Riesling Auslese

We've made it to the highest classification of the pradikat Riesling that is readily available -- the Auslese, meaning select harvest classification. While Riesling Auslese can be made in a dry trocken style, Germany has discouraged that for a number of years, so we focus today on the sweeter variety.

In the Rheingau, the requirement is that the must have a specific mass of at least 1095 grams per liter; i.e., the juice must be a minimum of 95 Oeschel. And, the sweetness and weightiness must be natural. In some areas outside of Germany, winemakers use a process called chaptalization (adding sugar to the must to increase the level of alcohol post-fermentation).

We have been offered a variety of Riesling Auslese for our adventure today. We notice differences in the bottles, but initially ignore them. What we do notice and have for our entire time on this side of the river in Germany (we noticed this during most of the rest of our Riesling journey as well) is that the bottles are flat-bottomed. Grab a bottle of wine; almost any bottle. Look at the bottom. It has a dimple or punt. Riesling generally does not (we can often say this about Gewurtzraminer and Gruner Veltliner as well). Why is this? Legend has it that this goes back to the early days of German Riesling. It is easier and less expensive to produce a flat-bottomed bottle than one with a punt. The German winemakers wanted to produce less expensive wines, so they started by using less expensive bottles.

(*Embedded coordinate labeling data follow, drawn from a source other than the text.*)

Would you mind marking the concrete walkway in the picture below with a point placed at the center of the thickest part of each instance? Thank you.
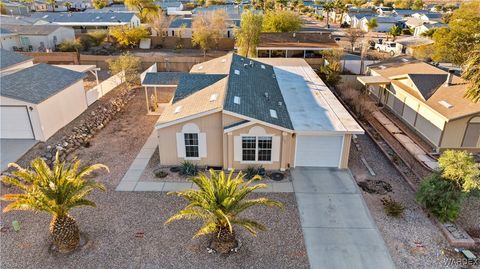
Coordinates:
(131, 179)
(12, 149)
(338, 229)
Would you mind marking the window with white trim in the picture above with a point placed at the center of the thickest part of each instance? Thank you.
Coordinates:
(191, 145)
(256, 148)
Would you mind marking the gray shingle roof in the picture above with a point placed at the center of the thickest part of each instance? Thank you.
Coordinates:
(427, 84)
(37, 83)
(31, 29)
(162, 78)
(191, 82)
(72, 17)
(176, 23)
(9, 58)
(258, 90)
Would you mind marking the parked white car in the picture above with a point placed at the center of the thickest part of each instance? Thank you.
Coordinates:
(389, 47)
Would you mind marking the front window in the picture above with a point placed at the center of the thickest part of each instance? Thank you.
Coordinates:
(249, 148)
(265, 148)
(257, 148)
(191, 145)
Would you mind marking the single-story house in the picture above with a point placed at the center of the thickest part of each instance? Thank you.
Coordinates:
(384, 24)
(419, 30)
(88, 21)
(295, 45)
(429, 100)
(38, 37)
(182, 27)
(15, 8)
(8, 39)
(233, 112)
(170, 6)
(37, 101)
(12, 61)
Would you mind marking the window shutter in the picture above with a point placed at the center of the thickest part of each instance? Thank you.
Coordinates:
(180, 145)
(237, 148)
(202, 145)
(276, 148)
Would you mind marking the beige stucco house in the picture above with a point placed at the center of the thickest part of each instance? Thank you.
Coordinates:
(429, 100)
(232, 112)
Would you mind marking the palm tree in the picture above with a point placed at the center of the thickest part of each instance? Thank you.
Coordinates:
(395, 31)
(471, 72)
(55, 191)
(219, 202)
(68, 5)
(328, 7)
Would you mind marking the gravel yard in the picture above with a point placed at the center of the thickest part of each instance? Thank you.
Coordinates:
(413, 240)
(126, 229)
(153, 164)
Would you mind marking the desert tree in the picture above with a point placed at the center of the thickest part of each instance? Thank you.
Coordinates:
(56, 191)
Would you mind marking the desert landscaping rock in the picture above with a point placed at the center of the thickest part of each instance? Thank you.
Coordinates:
(119, 216)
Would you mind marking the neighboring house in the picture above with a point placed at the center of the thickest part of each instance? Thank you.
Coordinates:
(419, 30)
(38, 37)
(37, 100)
(182, 27)
(353, 18)
(428, 17)
(15, 8)
(170, 7)
(233, 112)
(13, 61)
(429, 100)
(384, 24)
(408, 44)
(89, 21)
(75, 4)
(295, 45)
(8, 39)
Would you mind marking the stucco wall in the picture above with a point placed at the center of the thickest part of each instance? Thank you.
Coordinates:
(210, 124)
(454, 132)
(33, 113)
(60, 109)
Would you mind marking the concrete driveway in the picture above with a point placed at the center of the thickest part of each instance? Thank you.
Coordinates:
(338, 229)
(12, 149)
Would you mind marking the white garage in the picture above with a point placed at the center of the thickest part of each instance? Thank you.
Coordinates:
(39, 100)
(15, 123)
(318, 151)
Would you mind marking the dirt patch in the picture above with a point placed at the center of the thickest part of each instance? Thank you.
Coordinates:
(375, 186)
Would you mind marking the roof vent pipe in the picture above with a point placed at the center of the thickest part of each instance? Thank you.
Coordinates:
(449, 77)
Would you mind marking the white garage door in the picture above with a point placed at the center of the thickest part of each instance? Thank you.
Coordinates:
(15, 123)
(320, 151)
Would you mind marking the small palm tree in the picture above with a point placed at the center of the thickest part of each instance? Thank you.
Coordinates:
(55, 191)
(219, 202)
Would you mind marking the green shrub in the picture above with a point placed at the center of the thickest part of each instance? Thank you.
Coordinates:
(252, 171)
(392, 208)
(441, 197)
(188, 169)
(69, 46)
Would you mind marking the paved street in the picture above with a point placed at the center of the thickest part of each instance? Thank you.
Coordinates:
(338, 229)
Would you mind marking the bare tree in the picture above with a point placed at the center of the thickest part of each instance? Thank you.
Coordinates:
(353, 35)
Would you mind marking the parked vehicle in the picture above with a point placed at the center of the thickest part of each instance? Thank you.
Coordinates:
(389, 47)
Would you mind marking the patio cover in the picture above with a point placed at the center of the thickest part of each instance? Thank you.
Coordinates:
(373, 80)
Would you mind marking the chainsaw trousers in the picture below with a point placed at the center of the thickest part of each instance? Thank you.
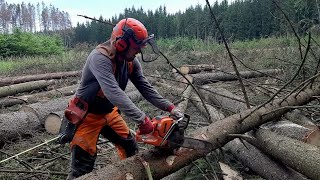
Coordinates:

For example, many Riesling Auslese, and remember we are talking about a high end of the pradikat wine, can be found for less than $20 and some are available for less than $10.

After learning this, we look at other differences in the bottles. Some have stars on the label. Others are adorned with a goldkapsel (the foil capsule is gold rather than silver or some other color). Either of these, while largely unofficial (gee, that is a rarity in European wine), denote that the wine, even among Auslese is extra ripe.

Better Riesling Auslese age particuarly well. What we notice are the differences during the aging processes are the evolution from a stone fruit predominant wine to one with far more herbal notes and the characteristic lanolin and petrol (it does sound more distinguished than gasoline). In either case, the wines are fairly viscous and full-bodied being byproducts of the weighty must.

Pair the younger Riesling Auslese with hard, minerally, salty cheeses such as an aged gruyere or comte , or traditional heavy German dishes like sauerbraten. or wiener schnitzel. For the more mature of the group, they are excellent dessert wines. Check the herbal notes (the best way to do this may be to cheat and use the internet) before preparing your dessert to ensure compatibility. Then consider fruit tarts, pineapple, or coconut. Remember, no matter how much you like your sweet desserts, the dessert should never be sweeter than the wine it is paired with.